The gentleman asks, when were the colonies emancipated? But I desire to know, when they were made slaves? But I dwell not upon words. When I had the honor of serving his Majesty, I availed myself of the means of information, which I derived from my office: I speak, therefore, from knowledge. My materials were good, I was at pains to collect, to digest, to consider them; and I will be bold to affirm, that the profits to Great Britain from the trade of the colonies, through all its branches, is two millions a year. This is the fund that carried you triumphantly through the last war. The estates that were rented at two thousand pounds a year, threescore years ago, are at three thousand pounds at present. Those estates sold then from fifteen to eighteen years purchase; the same may now be sold for thirty. You owe this to America. This is the price America pays for her protection. And shall a miserable financier come with a boast, that he can bring a pepper-corn into the exchequer, to the loss of millions to the nation! I dare not say, how much higher these profits may be augmented. Omitting the immense increase of people by natural population, in the northern colonies, and the emigration from every part of Europe, I am convinced the commercial system of America may be altered to advantage. You have prohibited where you ought to have encouraged, and encouraged where you ought to have prohibited….
A great deal has been said without doors, of the power, of the strength of America. It is a topic that ought to be cautiously meddled with. In a good cause, on a sound bottom, the force of this country can crush America to atoms. I know the valor of your troops. I know the skill of your officers. There is not a company of foot that has served in America, out of which you may not pick a man of sufficient knowledge and experience to make a governor of a colony there. But on this ground, on the Stamp Act, when so many here will think it a crying injustice, I am one who will lift up my hands against it.
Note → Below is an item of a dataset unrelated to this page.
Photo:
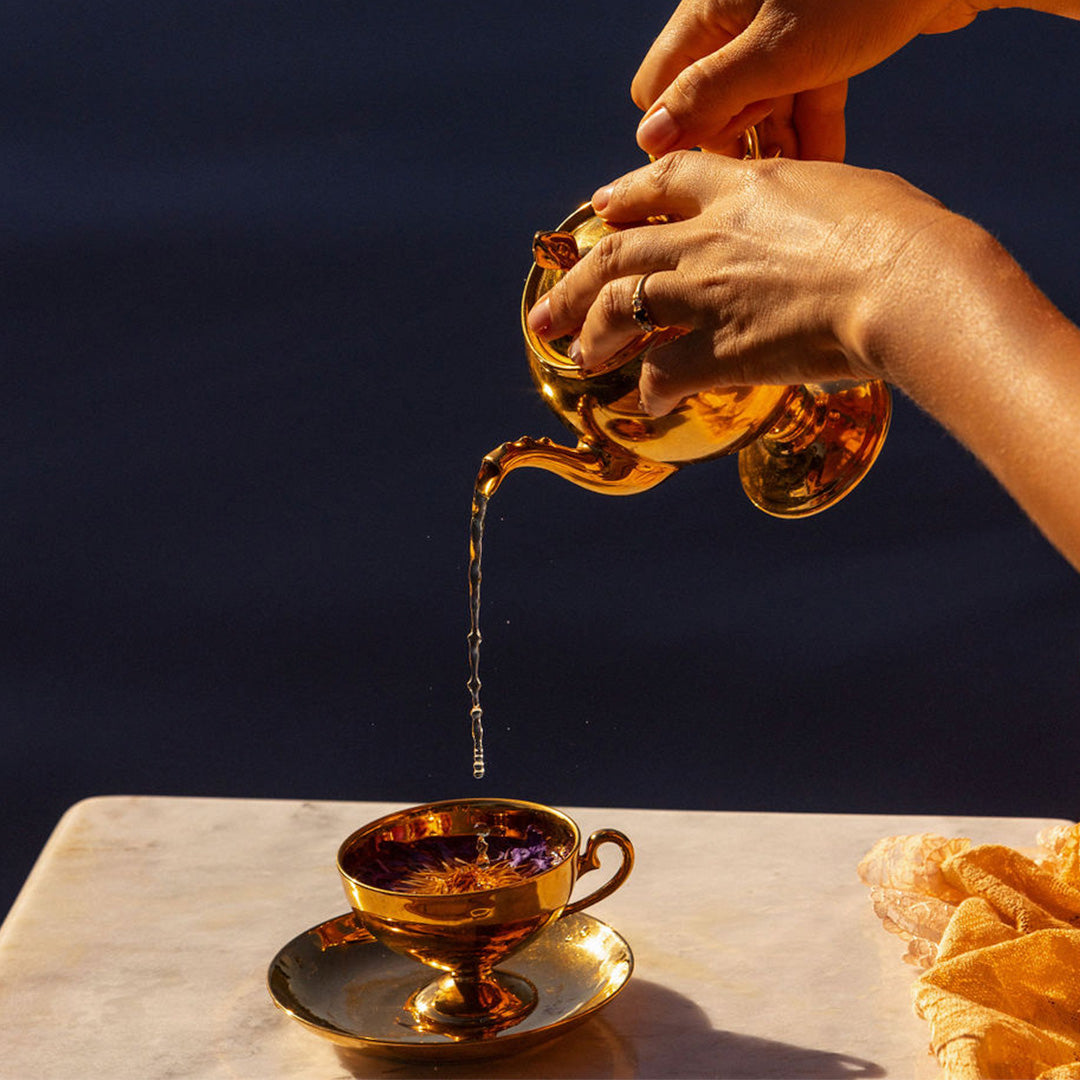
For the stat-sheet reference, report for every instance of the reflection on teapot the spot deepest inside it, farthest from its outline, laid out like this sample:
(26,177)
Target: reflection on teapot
(800,448)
In such a cause, your success would be hazardous. America, if she fell, would fall like the strong man. She would embrace the pillars of the state, and pull down the constitution along with her. Is this your boasted peace? Not to sheath the sword in its scabbard, but to sheath it in the bowels of your countrymen? Will you quarrel with yourselves, now the whole House of Bourbon is united against you? . . The Americans have not acted in all things with prudence and temper. The Americans have been wronged. They have been driven to madness by injustice. Will you punish them for the madness you have occasioned? Rather let prudence and temper come first from this side. I will undertake for America, that she will follow the example. There are two lines in a ballad of Prior’s, of a man’s behavior to his wife, so applicable to you, and your colonies, that I cannot help repeating them:
Be to her faults a little blind:
Be to her virtues very kind.
Upon the whole, I will beg leave to tell the House what is really my opinion. It is, that the Stamp Act be repealed absolutely, totally, and immediately. That the reason for the repeal be assigned, because it was founded on an erroneous principle. At the same time, let the sovereign authority of this country over the colonies be asserted in as strong terms as can be devised, and be made to extend to every point of legislation whatsoever. That we may bind their trade, confine their manufactures, and exercise every power whatsoever, except that of taking their money out of their pockets without their consent.